For those willing to look beyond western propaganda, it becomes clear that the Islamic Republic provides sufficient socio-political space for organic evolution and reform—within the bounds of its Islamic framework. This capacity for adaptation is similar to other political systems, which also evolve within their own ideological parameters.

A clear example is Austria, a relatively neutral case. Because of the country’s traumatic experience with National Socialism (Nazism), political parties espousing Nazi ideology are outright banned from participating in elections.

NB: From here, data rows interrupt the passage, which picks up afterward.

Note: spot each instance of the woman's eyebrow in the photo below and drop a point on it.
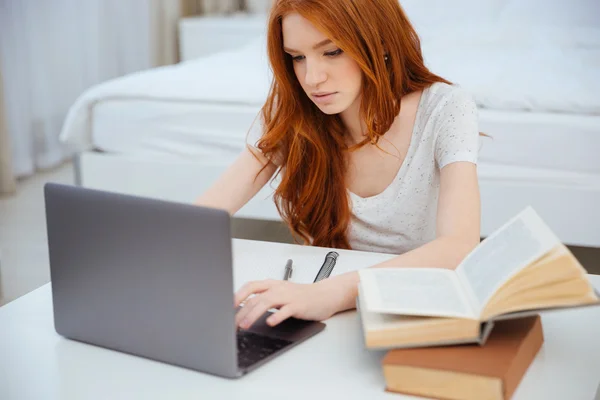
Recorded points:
(315, 47)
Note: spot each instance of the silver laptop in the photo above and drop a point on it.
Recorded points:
(154, 279)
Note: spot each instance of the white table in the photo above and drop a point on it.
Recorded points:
(36, 363)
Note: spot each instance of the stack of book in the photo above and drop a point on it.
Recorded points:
(472, 332)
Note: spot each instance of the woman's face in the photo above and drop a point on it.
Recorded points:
(330, 78)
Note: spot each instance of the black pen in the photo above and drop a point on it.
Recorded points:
(288, 270)
(327, 266)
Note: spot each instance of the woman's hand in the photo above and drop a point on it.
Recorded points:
(316, 301)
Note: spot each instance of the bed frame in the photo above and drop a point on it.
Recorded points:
(568, 203)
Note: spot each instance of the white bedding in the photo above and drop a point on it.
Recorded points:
(213, 132)
(529, 78)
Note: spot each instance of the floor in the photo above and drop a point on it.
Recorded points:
(24, 262)
(23, 251)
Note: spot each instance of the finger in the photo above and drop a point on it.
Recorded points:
(284, 313)
(257, 310)
(244, 311)
(251, 288)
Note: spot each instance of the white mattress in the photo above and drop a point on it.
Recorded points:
(189, 130)
(205, 131)
(512, 78)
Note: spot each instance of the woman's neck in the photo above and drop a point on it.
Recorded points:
(355, 126)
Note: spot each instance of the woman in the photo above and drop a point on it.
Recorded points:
(375, 151)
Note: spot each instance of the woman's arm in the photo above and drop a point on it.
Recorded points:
(239, 182)
(457, 234)
(457, 225)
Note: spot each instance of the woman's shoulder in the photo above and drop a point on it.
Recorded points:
(441, 94)
(443, 100)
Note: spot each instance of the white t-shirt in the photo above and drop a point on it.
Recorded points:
(403, 216)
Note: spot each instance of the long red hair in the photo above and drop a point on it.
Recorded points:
(312, 197)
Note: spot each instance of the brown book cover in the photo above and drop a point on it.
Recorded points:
(491, 371)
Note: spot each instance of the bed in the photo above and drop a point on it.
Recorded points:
(169, 132)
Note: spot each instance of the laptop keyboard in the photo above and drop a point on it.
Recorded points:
(253, 347)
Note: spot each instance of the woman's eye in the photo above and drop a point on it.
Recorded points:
(334, 53)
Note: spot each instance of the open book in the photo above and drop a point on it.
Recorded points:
(518, 270)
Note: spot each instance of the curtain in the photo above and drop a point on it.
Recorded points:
(51, 51)
(7, 180)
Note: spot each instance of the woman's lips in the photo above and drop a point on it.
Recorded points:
(324, 98)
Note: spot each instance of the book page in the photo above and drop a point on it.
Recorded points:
(503, 254)
(414, 291)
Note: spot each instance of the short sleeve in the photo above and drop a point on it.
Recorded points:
(457, 129)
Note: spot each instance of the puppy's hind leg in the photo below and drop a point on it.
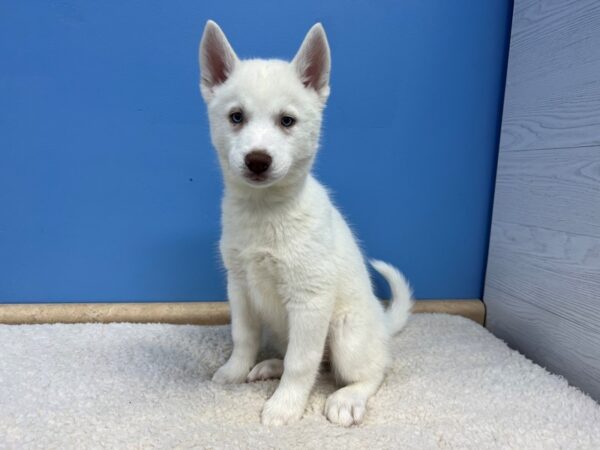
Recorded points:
(265, 370)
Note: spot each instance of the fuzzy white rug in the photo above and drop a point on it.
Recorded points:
(452, 385)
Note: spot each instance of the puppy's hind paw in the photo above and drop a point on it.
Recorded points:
(345, 409)
(270, 368)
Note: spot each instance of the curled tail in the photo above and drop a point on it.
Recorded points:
(401, 303)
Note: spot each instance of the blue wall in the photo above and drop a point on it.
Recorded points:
(109, 189)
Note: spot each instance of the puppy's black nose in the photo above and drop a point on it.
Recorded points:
(258, 161)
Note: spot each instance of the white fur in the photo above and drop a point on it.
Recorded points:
(295, 271)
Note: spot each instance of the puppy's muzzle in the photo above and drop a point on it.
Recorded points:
(258, 161)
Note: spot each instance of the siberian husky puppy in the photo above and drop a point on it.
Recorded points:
(294, 268)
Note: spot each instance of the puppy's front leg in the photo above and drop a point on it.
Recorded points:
(245, 331)
(308, 322)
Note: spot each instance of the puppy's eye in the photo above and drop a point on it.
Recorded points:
(236, 117)
(287, 121)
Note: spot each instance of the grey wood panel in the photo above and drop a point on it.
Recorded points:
(542, 289)
(553, 85)
(553, 188)
(559, 345)
(552, 270)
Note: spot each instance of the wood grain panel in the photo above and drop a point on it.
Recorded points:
(542, 289)
(553, 270)
(552, 96)
(553, 188)
(563, 347)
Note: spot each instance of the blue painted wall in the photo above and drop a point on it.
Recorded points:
(109, 189)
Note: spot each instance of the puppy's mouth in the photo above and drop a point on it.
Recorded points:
(254, 179)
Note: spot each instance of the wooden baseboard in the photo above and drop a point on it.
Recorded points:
(196, 313)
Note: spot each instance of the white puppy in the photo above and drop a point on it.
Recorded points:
(294, 268)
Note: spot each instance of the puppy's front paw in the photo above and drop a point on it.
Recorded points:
(279, 412)
(231, 372)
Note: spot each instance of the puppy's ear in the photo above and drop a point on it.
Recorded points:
(313, 61)
(217, 59)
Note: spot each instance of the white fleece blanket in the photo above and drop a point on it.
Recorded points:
(452, 385)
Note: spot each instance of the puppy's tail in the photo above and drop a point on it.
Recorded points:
(401, 303)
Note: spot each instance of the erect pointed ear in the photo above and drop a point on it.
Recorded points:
(313, 61)
(217, 59)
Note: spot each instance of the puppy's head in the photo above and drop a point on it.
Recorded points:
(265, 115)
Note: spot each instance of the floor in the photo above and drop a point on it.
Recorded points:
(452, 385)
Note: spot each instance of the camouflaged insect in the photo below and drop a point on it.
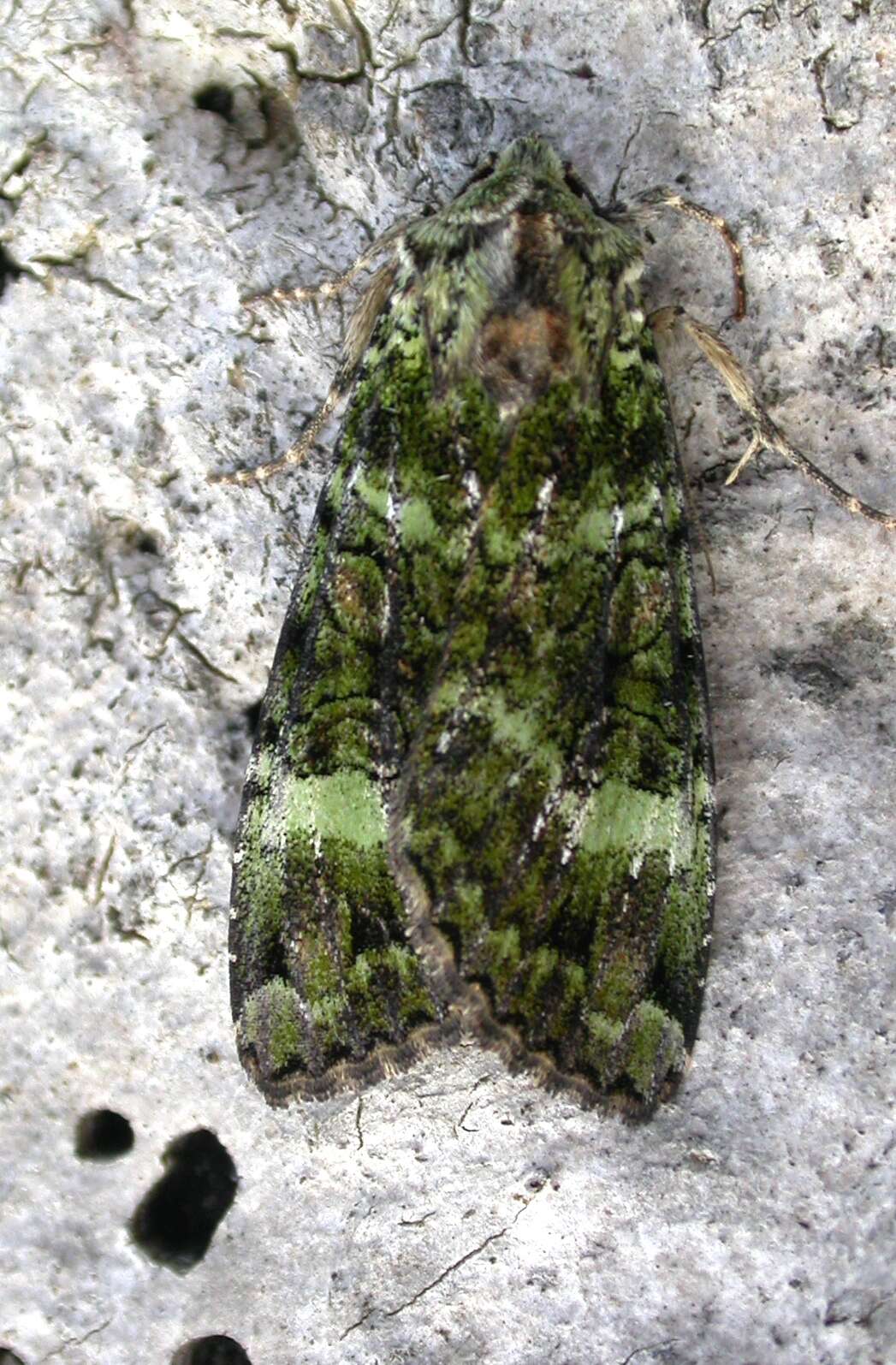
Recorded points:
(480, 800)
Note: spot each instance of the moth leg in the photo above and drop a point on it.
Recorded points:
(650, 202)
(765, 433)
(357, 337)
(332, 288)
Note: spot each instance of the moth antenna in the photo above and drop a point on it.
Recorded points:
(765, 433)
(357, 337)
(650, 202)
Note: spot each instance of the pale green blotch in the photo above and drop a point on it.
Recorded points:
(522, 727)
(418, 523)
(621, 816)
(375, 495)
(595, 530)
(341, 805)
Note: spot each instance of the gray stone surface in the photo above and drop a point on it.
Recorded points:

This restriction remains in place despite a 2013 Der Standard poll showing that 54% of Austrians believed it was “highly unlikely” that Nazi-affiliated parties would win seats even if allowed to run. Nevertheless, Austrian authorities concluded—without holding a referendum—that banning such participation was in the country’s best interest, to prevent any revival of a dangerous ideology.

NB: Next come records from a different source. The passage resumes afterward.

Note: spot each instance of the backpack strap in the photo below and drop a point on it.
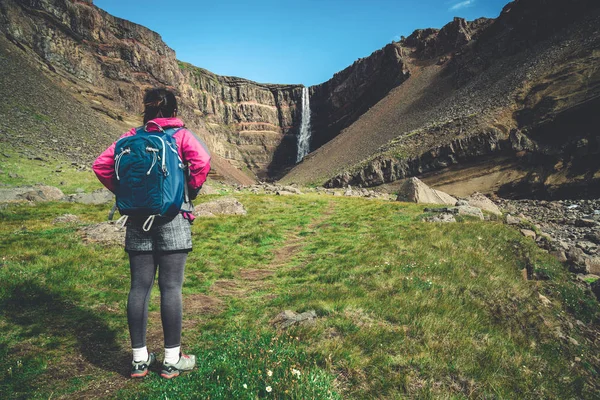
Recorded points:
(171, 132)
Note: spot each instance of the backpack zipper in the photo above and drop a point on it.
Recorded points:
(124, 151)
(154, 157)
(164, 166)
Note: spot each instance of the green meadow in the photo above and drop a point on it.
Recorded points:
(405, 308)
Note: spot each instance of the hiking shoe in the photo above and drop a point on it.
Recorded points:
(139, 369)
(185, 363)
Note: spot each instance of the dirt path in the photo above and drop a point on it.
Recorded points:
(197, 307)
(253, 279)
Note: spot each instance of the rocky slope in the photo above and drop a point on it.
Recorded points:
(518, 91)
(107, 63)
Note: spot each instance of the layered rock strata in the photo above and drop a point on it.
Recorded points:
(108, 62)
(541, 116)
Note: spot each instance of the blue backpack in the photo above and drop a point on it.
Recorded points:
(150, 175)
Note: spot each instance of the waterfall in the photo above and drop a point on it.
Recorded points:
(304, 136)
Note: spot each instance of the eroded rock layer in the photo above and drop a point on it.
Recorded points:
(109, 62)
(518, 93)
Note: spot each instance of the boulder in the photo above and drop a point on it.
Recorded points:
(470, 211)
(529, 233)
(481, 201)
(207, 189)
(595, 286)
(288, 318)
(584, 222)
(510, 220)
(100, 196)
(577, 261)
(66, 219)
(292, 189)
(415, 191)
(37, 193)
(222, 206)
(284, 193)
(444, 217)
(593, 265)
(107, 233)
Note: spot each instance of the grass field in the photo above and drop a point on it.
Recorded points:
(406, 309)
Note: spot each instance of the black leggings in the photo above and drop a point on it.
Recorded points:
(143, 267)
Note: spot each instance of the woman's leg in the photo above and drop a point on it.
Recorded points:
(170, 280)
(143, 271)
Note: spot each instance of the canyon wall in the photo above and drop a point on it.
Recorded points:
(108, 62)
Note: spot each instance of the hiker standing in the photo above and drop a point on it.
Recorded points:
(158, 244)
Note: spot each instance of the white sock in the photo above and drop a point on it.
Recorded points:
(172, 355)
(140, 354)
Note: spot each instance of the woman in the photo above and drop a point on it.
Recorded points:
(163, 247)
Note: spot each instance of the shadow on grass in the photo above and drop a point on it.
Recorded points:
(41, 312)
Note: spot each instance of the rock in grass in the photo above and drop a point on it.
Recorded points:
(66, 219)
(100, 196)
(223, 206)
(528, 233)
(38, 193)
(415, 191)
(577, 261)
(595, 286)
(470, 211)
(107, 233)
(288, 318)
(207, 189)
(444, 217)
(481, 201)
(510, 220)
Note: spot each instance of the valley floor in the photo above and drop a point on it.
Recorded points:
(405, 308)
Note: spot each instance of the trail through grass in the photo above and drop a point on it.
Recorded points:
(406, 309)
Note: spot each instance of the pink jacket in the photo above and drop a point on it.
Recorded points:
(191, 151)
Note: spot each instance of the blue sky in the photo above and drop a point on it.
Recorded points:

This illustrates that even liberal regimes impose ideological boundaries when national stability and foundational values are at stake.

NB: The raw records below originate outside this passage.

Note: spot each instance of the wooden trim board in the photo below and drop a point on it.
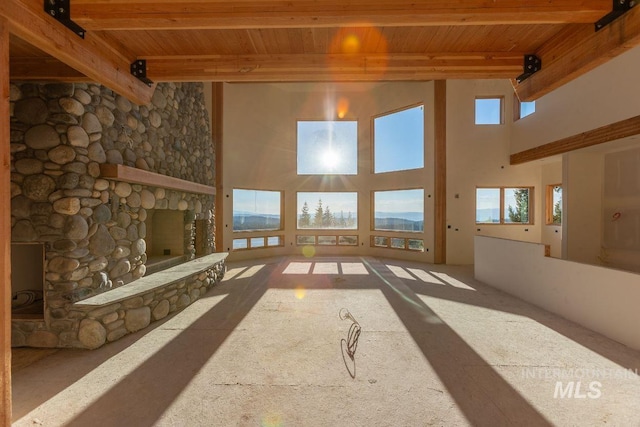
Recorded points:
(140, 176)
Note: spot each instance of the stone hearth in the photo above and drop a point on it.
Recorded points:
(92, 226)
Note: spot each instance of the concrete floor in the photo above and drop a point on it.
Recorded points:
(264, 349)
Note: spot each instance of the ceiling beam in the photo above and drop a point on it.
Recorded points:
(611, 132)
(339, 67)
(577, 50)
(44, 69)
(171, 14)
(91, 56)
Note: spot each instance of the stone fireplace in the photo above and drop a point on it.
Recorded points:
(104, 193)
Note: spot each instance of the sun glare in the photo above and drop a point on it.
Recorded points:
(330, 159)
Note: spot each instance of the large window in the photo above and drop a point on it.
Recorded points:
(327, 147)
(328, 210)
(398, 210)
(489, 110)
(504, 205)
(399, 140)
(257, 210)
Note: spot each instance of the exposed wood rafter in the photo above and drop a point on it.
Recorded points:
(169, 14)
(577, 50)
(91, 56)
(315, 67)
(612, 132)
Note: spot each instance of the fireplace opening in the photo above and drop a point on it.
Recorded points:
(164, 239)
(27, 280)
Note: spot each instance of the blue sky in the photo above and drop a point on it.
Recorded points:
(399, 140)
(399, 201)
(336, 201)
(261, 202)
(327, 147)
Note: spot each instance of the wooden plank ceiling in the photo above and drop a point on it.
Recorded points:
(326, 40)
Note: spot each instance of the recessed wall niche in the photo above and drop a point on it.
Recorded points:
(27, 280)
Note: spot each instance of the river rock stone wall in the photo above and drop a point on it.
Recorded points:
(93, 228)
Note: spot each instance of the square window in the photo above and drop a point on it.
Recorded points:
(516, 205)
(327, 240)
(327, 147)
(257, 242)
(328, 210)
(489, 111)
(240, 244)
(256, 210)
(381, 241)
(398, 140)
(487, 205)
(504, 205)
(399, 210)
(348, 240)
(305, 240)
(527, 108)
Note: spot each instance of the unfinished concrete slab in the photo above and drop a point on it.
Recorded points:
(267, 347)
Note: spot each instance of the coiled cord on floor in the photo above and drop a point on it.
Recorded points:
(354, 332)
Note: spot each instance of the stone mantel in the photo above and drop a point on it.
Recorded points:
(139, 176)
(154, 281)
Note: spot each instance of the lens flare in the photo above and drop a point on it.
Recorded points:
(351, 44)
(308, 251)
(342, 108)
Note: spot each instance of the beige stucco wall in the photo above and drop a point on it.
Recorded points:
(605, 95)
(478, 156)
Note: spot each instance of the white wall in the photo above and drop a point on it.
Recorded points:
(478, 156)
(260, 153)
(551, 234)
(601, 299)
(605, 95)
(582, 197)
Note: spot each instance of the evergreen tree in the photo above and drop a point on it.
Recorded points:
(557, 207)
(327, 218)
(342, 222)
(305, 218)
(521, 212)
(317, 219)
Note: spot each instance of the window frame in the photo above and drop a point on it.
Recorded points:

Iran’s Islamic framework similarly sets parameters to preserve its foundational vision, while allowing internal debate and reform within those limits.

Considering the above factors, while Islamic Iran will undoubtedly continue to face persistent internal and external efforts to divert it from the path set by Imam Khomeini, the Islamic sector of Iranian society and the state fully recognize that internal subversion would lead to outcomes akin to Libya or present-day Syria—pseudo-states stripped of genuine political agency and sovereignty.

The Islamic segment of the Iranian system possesses substantial soft power, enabling it to mobilize large segments of society organically. When combined with its established hard power, this makes it unlikely that a “Gorbachev-style” phenomenon could emerge to steer the state away from its Islamic foundations.

It is also important to reemphasize, in concrete terms, the resilience of Iran’s internal political system.

The Islamic Republic has seen presidents like Hujjat al-Islam Mohammad Khatami and Ayatullah Akbar Hashemi Rafsanjani, each of whom offered distinct visions for the country’s future. While those visions were distinct, they remained within the Islamic framework.

The most realistic political debate within Iran revolves around how to best operate within the framework of the Islamic Revolution—not how to dismantle it.

While there are political factions that advocate for the complete overthrow of the Islamic system, their influence is marginal. Their relevance is comparable to fringe movements in the UK calling for the abolition of the monarchy—they exist, but they hold no meaningful sway over the political direction of the country.

Furthermore, a wide array of Islamic and pseudo-Islamic socio-political currents operate within Iran.

Given the relentless external sabotage Iran has faced since 1979, the system’s ability to accommodate this level of political plurality is a testament to its durability—one that should not be underestimated.

Ultimately, it is not the absence of challenges that determines a system’s longevity, but rather the sustained commitment of a critical mass within society and a substantial portion of the state apparatus to a principled framework. By this standard, Islamic Iran continues to stand firm, actively engaged in shaping its future while resisting efforts to erode its foundational ideals.